Another company thriving in the Basel area’s Petri dish of innovation is Cimeio Therapeutics. The company hopes to revolutionize treatment for certain life-threatening diseases by eliminating the chemotherapy and radiation therapy required as part of hematopoietic stem-cell transplants and adoptive cell therapies. Its immunotherapies simultaneously deplete diseased cells while using cell-shielding technology to protect healthy transplanted ones.
Like T3 Pharma, Cimeio Therapeutics was founded on the back of promising academic research, with support and initial financing from BaseLaunch. It was then developed further with the help of Ridgeline, the Versant Ventures Discovery Engine in Basel, which culminated in the recent investment of $50 million by Versant Ventures.

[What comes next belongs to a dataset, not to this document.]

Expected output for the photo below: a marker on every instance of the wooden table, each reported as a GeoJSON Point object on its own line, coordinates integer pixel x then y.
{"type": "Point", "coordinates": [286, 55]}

”The science coming out of Basel is absolutely on-par with the well-known US innovation hubs, and we hope that our success story will prove that establishing a company in Basel is a viable European alternative.Lukas JekerFounder of Cimeio Therapeutics
It isn’t just startups making waves however, and much larger companies in the greater Basel area are also investing heavily in these novel technologies. For example, Novartis recently unveiled its new $91 million cell and gene therapy facility just outside of Basel, while CDMO companies like Celonic is in the process of building a manufacturing facility for gene vectors and cell therapy right in the heart of the city.
Basel’s bright future
Cell and gene therapies have gone from strength to strength since the completion of the Human Genome Project in 2003, with big names investing huge sums of money into the field. However, an ever-increasing number of startups with innovative technologies are also capitalizing on this momentum, carving out their own niche in the local ecosystem and looking to propel novel research into commercially viable, and potentially life-changing, ventures.
The future looks bright for cell and gene therapy, and Basel is proving itself as the place to be for entrepreneurs wanting to make their mark in these burgeoning sectors.